Martín Gálvez

Personal information
- Full name: Martín Venancio Gálvez Asún
- Date of birth: 17 July 1962 (age 63)
- Place of birth: Santiago, Chile
- Position: Forward

Youth career
- Colegio Calasanz
- La Reina (league team)
- Universidad de Chile

Senior career*
- Years: Team / Apps / (Gls)
- 1982–1985: Universidad de Chile
- 1984–1985: → Vitória SC (loan) / 15 / (3)
- 1985–1987: Cruz Azul
- 1988–1989: UNAM
- 1990: Universidad de Chile
- 1991: O'Higgins
- 1992: Deportes Concepción
- 1993–1994: Audax Italiano

International career
- 1983: Chile U23 / 3 / (1)

Managerial career
- 1998: Trasandino

= Martín Gálvez =

Chilean footballer (born 1962)

Martín Venancio Gálvez Asún (born 17 July 1962) is a Chilean professional former footballer who played as a forward for clubs in Chile, Portugal and Mexico.

==Club career==
A left-footed forward, as a young player he played for Colegio Calasanz and the La Reina League Team. Next, he joined Universidad de Chile youth system, being a well remembered player and team captain. In Chile, he also played for O'Higgins, Deportes Concepción and Audax Italiano.

Thanks of an Argentine friend of his brother, who had played for Braga, he came to Portugal and joined Vitória Guimarães on loan for nine months in the 1984–85 season.

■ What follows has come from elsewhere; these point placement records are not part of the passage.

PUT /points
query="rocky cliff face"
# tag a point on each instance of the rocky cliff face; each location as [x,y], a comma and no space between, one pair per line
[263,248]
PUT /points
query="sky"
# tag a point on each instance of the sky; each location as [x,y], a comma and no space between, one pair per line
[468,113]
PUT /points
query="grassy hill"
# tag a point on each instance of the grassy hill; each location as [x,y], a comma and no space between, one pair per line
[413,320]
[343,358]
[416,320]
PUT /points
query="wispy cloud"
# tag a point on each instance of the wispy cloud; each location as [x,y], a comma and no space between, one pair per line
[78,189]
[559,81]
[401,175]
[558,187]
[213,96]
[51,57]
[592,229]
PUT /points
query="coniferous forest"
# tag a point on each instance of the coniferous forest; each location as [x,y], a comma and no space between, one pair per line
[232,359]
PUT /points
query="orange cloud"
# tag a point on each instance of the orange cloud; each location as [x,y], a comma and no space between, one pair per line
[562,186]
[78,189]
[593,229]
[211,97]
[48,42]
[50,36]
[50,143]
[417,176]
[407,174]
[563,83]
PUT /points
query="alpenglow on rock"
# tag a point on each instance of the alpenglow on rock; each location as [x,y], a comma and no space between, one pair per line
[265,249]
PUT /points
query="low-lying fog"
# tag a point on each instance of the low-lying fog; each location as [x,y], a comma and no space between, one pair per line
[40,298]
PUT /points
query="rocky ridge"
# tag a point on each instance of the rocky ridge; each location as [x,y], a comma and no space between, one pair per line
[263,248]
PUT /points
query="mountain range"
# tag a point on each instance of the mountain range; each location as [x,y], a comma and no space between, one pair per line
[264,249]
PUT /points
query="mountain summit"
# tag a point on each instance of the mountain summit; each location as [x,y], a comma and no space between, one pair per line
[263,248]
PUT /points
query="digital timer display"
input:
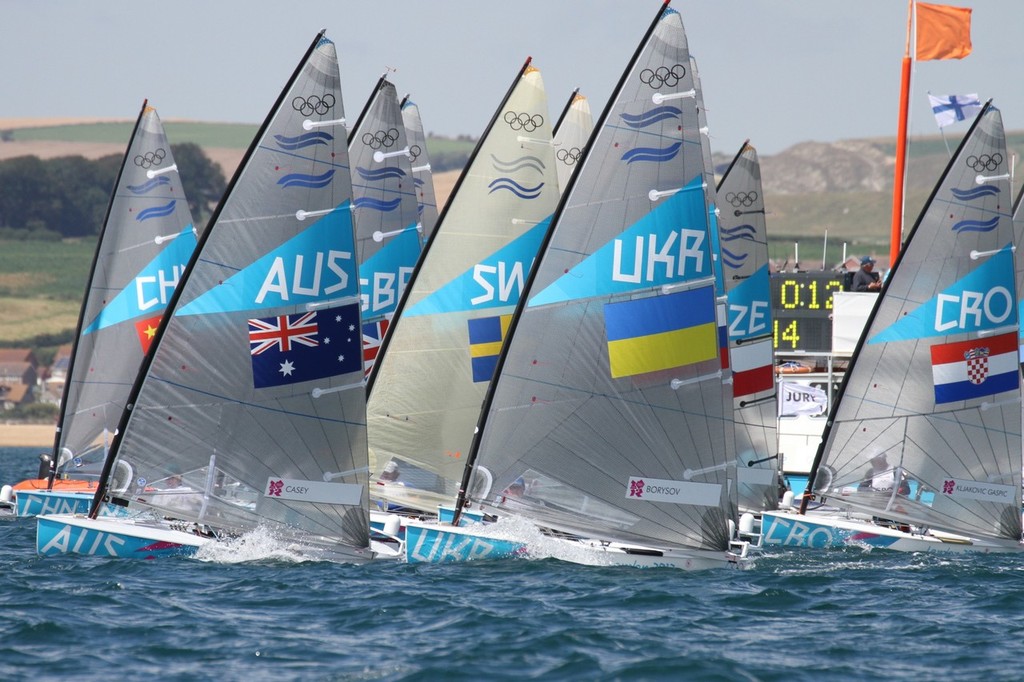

Then he moved to Mexico and played for Cruz Azul and Pumas UNAM. For UNAM, he became the first foreign player after around ten years and won the 1989 CONCACAF Champions' Cup.

==International career==
He represented Chile at the 1983 Pan American Games in Caracas, Venezuela, scoring a goal versus United States U23.

==Post-retirement==
Gálvez has worked as coach and director of football academies and coach of the University for Development team.

He has taken part in friendly matches along with historical players of Universidad de Chile such as Cristián Castañeda and Patricio Mardones.